Como en Morelos, la violencia corre desatada en Veracruz. En los primeros 70 días de gobierno del morenista Cuitláhuac García se registraron más de 300 homicidios y —según reporte de la fiscalía del estado— 70 casos de secuestro (la mitad de todos los que se contabilizaron en 2018). En poco más de 140 días ya habían ocurrido en la entidad casi 700 homicidios. A principios de febrero, la decapitación de una empresaria, secuestrada cuando iba en busca de su hija, ofendió gravemente a los veracruzanos.
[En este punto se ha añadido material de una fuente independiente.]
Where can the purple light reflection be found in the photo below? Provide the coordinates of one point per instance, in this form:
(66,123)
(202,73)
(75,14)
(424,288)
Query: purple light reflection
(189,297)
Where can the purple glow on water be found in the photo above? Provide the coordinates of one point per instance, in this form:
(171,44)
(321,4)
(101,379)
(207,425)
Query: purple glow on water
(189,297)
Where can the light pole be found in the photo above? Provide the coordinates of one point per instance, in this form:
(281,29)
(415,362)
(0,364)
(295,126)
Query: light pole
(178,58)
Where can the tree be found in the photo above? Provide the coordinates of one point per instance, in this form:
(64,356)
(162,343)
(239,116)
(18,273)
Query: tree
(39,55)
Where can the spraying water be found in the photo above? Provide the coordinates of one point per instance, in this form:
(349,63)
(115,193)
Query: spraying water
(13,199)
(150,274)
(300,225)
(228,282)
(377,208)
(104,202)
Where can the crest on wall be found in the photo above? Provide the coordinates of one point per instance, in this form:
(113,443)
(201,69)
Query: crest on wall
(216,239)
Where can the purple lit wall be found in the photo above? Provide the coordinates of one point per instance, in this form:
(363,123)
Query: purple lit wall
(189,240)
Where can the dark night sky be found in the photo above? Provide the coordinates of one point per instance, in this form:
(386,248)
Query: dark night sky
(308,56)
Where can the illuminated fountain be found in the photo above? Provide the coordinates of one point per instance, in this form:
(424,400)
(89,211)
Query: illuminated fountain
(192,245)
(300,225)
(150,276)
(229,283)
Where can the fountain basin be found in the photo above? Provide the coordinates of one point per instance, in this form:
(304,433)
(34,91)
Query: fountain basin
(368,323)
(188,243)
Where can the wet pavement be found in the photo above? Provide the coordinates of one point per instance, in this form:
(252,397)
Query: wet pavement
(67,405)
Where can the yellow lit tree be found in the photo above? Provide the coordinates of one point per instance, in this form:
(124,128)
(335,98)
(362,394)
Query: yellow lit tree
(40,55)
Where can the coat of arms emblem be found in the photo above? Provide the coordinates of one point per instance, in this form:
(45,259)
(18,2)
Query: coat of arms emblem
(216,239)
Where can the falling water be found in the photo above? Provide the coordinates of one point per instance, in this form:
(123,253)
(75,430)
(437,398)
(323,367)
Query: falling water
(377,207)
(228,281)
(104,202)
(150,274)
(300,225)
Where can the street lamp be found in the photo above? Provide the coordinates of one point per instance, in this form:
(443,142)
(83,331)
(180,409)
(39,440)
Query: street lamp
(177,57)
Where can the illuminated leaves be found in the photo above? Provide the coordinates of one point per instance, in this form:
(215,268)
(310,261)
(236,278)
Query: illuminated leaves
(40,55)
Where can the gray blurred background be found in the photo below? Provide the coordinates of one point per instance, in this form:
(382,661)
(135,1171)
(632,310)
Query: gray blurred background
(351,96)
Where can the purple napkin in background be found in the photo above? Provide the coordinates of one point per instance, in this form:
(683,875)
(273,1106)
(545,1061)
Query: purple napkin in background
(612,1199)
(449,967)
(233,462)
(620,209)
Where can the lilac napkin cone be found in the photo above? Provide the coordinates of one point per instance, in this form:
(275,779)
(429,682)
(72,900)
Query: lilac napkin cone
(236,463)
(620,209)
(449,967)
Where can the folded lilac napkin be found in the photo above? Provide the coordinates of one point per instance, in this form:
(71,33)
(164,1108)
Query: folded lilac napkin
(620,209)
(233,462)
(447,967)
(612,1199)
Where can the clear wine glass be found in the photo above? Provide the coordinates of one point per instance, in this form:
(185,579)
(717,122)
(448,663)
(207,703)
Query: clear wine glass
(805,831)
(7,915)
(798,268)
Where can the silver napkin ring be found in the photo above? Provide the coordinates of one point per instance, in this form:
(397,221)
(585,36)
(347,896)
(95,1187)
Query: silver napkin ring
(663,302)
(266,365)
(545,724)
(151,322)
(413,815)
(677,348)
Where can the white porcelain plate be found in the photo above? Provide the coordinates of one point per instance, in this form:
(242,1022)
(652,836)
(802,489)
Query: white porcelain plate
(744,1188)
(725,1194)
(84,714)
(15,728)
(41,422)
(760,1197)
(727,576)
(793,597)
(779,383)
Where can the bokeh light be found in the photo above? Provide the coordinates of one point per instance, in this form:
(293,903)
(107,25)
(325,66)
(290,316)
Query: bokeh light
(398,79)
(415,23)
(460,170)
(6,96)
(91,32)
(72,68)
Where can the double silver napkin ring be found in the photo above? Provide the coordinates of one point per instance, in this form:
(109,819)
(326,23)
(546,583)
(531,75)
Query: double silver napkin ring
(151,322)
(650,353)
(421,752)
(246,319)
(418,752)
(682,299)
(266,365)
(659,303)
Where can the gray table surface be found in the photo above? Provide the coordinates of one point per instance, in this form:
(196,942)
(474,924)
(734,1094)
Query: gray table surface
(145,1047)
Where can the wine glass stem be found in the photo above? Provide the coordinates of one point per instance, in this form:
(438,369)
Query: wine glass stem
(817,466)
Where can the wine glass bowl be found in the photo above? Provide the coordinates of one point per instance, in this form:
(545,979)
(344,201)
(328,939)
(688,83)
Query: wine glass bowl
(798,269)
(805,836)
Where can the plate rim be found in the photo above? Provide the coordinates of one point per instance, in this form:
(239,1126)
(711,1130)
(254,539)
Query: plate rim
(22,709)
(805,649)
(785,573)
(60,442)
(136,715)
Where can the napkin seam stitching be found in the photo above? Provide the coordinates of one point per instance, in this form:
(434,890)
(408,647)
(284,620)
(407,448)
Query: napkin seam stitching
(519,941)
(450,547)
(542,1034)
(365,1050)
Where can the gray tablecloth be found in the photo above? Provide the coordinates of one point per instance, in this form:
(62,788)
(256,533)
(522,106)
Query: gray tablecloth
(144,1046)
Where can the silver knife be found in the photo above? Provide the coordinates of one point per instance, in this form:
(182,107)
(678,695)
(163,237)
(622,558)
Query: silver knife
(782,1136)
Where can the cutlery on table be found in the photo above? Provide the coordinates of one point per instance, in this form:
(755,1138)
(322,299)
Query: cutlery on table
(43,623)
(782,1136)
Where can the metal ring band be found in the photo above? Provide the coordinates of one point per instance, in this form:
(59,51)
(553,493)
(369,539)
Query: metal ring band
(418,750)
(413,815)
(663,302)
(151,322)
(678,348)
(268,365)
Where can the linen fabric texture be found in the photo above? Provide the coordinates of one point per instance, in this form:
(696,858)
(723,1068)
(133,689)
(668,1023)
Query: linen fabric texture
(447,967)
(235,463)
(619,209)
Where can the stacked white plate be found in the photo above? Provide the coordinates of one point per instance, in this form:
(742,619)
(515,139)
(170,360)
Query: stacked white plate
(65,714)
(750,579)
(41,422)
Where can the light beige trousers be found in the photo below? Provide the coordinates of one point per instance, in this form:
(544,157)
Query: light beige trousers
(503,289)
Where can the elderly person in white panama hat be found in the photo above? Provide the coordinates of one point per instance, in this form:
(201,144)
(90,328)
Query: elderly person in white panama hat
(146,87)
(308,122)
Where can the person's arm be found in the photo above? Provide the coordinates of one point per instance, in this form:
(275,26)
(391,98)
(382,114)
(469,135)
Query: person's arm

El viernes, la imagen inerte del pequeño Santiago, el menor ejecutado en Minatitlán, volvió a encender la hoguera. El gobernador, que ha culpado de la inseguridad “a las administraciones pasadas que dejaron crecer y solaparon el manto de corrupción e impunidad”, y que suele calificar de “reacción propagandística” y “acciones desesperadas de la delincuencia” los hechos de violencia, aprovechó la masacre para sacar “raja” política y acusó al fiscal del estado, Jorge Winckler —con quien sostiene una querella desde su llegada al cargo—, de hacer solamente “investigaciones eternas”. Así que también en Veracruz, fieles al sello de la casa, la culpa suele ser de los otros.
Cuando por fin habló sobre la masacre, el presidente atribuyó, por cierto, “todo este fruto podrido” al neoliberalismo. Y dijo que los gobiernos anteriores le dejaron “un cochinero”. “Pero lo estamos limpiando”, concluyó. Así cerró el trimestre más violento en la historia reciente de México (8,493 muertos).